Dal 1907 al 1977: leggi, contratti e divisione per genere

Nel settore della telefonia, le prime direttive con valore di legge, elaborate sulla base di una contrattazione nazionale fra aziende private e sindacati, ed entrate in vigore il 19 aprile 1922, includevano esplicitamente la limitazione del lavoro femminile notturno indicando che “il lavoro notturno non potrà essere disimpegnato da personale femminile che in via eccezionale e quando sia impossibile prevedere altrimenti”. I documenti allegati a quelle disposizioni dimostravano, tuttavia, che l’uso “eccezionale” era una pratica ordinaria in alcune società del Nord Italia, come ad esempio quelle che operavano per le reti di Cremona e Mantova, dove il servizio di commutazione notturna veniva svolto da una donna. In altre società, invece, operavano già i telefonisti notturni, inquadrati contrattualmente nella categoria degli operai, mentre le operatrici diurne appartenevano a quella delle “telefoniste e contabili”. E’ quanto risulta, ad esempio, per la rete telefonica di Casale, in Piemonte, gestita dalla Società “Ing. Bormida”. Il termine “notturnisti” compare nel contratto collettivo Teti del 1934: il personale di commutazione è diviso tra “operatrici” e “telefonisti notturni”, per i quali nel corso del testo viene utilizzato il temine “notturnisti”. Anche nel contratto collettivo Stipel del 1945 si fa riferimento ai “notturnisti” inquadrati fra il “personale di commutazione e servizi speciali” nella categoria 3-A1, insieme agli amministrativi e dattilografi.
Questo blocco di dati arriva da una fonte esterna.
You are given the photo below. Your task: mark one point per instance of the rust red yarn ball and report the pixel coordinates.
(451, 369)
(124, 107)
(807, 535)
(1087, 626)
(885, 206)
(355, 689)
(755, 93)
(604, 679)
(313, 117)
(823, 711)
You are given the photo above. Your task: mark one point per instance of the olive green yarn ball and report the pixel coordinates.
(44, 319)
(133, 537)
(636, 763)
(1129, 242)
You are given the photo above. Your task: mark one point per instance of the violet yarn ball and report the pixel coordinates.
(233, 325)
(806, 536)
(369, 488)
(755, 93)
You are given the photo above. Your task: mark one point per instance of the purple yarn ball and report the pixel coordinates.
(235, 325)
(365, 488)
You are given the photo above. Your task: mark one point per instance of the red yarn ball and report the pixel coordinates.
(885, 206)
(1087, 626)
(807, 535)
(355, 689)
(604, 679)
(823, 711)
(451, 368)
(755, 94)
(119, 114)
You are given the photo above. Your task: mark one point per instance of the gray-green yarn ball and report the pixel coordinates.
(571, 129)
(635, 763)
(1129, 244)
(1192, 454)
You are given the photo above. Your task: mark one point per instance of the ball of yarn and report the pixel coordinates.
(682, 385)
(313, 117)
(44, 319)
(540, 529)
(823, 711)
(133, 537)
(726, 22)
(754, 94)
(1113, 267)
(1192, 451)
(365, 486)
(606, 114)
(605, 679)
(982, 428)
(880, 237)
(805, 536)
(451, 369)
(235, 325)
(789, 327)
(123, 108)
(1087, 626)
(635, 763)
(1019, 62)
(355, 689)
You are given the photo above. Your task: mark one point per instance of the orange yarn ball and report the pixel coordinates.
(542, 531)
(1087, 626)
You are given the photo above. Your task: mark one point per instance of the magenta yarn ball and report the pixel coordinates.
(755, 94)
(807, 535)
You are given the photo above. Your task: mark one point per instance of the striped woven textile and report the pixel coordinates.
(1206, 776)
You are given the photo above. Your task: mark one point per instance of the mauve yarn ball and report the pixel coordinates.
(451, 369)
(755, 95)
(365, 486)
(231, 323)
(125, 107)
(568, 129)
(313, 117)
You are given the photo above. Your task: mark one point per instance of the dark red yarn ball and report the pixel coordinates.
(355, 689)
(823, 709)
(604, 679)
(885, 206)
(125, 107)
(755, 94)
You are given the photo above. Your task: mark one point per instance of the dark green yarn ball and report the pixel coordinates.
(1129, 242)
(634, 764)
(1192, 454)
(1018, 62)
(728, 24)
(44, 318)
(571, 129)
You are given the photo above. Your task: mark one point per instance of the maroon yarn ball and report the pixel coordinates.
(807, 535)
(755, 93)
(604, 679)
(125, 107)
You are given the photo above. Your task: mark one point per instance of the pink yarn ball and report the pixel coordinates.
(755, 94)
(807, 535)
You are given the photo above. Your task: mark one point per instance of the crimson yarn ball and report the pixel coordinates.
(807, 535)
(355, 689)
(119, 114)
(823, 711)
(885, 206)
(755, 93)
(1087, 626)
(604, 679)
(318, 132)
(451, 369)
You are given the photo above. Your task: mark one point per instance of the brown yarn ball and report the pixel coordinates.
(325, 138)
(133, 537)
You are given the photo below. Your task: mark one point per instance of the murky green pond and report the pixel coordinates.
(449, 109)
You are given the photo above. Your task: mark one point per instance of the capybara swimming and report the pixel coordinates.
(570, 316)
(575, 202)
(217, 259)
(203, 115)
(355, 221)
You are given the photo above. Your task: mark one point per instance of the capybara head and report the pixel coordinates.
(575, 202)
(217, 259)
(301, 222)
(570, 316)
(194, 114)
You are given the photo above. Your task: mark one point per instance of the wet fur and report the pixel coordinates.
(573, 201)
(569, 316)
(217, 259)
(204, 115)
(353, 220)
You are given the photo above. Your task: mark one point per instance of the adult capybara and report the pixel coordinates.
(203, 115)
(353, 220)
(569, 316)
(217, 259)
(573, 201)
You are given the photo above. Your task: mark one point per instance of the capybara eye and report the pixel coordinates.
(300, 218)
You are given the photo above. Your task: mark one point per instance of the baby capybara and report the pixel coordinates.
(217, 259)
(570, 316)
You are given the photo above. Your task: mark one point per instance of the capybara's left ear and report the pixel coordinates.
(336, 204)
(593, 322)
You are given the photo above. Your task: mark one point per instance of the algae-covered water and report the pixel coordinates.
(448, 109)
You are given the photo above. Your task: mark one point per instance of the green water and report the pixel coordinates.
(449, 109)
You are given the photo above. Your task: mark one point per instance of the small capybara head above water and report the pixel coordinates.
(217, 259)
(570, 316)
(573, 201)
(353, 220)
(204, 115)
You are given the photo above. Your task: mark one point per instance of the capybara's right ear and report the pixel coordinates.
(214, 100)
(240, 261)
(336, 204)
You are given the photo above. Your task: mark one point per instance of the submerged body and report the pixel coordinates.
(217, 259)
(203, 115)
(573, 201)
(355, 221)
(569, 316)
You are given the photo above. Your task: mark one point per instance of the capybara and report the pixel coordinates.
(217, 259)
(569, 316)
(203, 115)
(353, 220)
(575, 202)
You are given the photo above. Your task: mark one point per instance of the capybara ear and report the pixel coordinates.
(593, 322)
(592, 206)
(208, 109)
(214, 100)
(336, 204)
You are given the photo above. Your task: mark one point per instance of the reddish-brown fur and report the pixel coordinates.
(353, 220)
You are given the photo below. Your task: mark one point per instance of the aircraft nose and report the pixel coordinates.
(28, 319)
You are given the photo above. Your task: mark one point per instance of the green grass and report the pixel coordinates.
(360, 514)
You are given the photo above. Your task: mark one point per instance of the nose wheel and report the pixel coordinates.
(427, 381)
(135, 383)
Chi lavorava di notte aveva una maggiorazione dello stipendio del 30% rispetto a chi lavorava di giorno.
Una svolta decisiva fu la legge n. 903 del 9 dicembre 1977, che rese obbligatoria la parità di trattamento sul lavoro tra uomini e donne: anche le donne avrebbero potuto lavorare di notte, percependo le stesse retribuzioni degli uomini.
 
 I notturnisti supplenti: studenti e impiegati

Tra gli anni Cinquanta e Sessanta tra i notturnisti si riscontrava la presenza di molti studenti universitari, assunti generalmente con la qualifica di “notturnista supplente”. Il loro lavoro era limitato a due ore, dalle 22 alle 24, l’ultima fascia oraria che registrava ancora un flusso consistente di chiamate in centrale e che richiedeva quindi una maggiore presenza di personale.
Come risulta dalle carte Stipel, il notturnista supplente veniva ricercato preferibilmente tra studenti universitari, alla ricerca di un part time per mantenersi agli studi, e  tra gli impiegati di ruolo dello Stato, che avevano così la possibilità di arrotondare lo stipendio. Ricorrendo a chi era già impiegato, l’azienda era esonerata dall’obbligo di versare i contributi Inps, Inam e Ina-Casa. Il livello di istruzione dei notturnisti era dunque piuttosto elevato. Ad esempio, negli anni 1960-1961, da un’analisi delle domande di assunzione presso la centrale interurbana di Torino, su 33
aspiranti notturnisti, con un’età media di circa 23 anni, tutti i candidati, tranne uno, risultavano in possesso del diploma di scuola media superiore, e ben 9 di essi dichiaravano di frequentare l’università. Alle figure del notturnista ordinario e del supplente si aggiungeva quella dei “notturnisti complementari”, destinati a sostituire i titolari.
 
 Al centralino, ma non solo

I “notturnisti”, come le operatrici telefoniche diurne, erano l’elemento centrale dei servizi legati alle comunicazioni interurbane (fino al 1970, anno in cui fu completata la teleselezione nazionale) e ai “servizi speciali” (sveglia, ora esatta, informazioni elenco abbonati, chiamata taxi, informazioni sportive, ecc..), in rapida espansione a partire dagli anni Cinquanta. Essi, inoltre, venivano impiegati per il quotidiano lavoro di aggiornamento degli elenchi telefonici: ogni notte, sulla base di un documento stilato manualmente e fornito dall’allora “commerciale”, i notturnisti dovevano cancellare dall’elenco base gli utenti traslocati o cessati e compilare contemporaneamente un nuovo elenco “aggiuntivo” contenente le nuove posizioni. Tutto ciò fino alla fine degli anni Sessanta, quando gli archivi cartacei furono sostituiti da un sistema automatico prima e informatizzato poi. A Torino, nel 1960, mentre le telefoniste diurne addette alla commutazione erano 187 e 133 quelle dei servizi speciali, i notturnisti che operavano nell’intera centrale erano 33.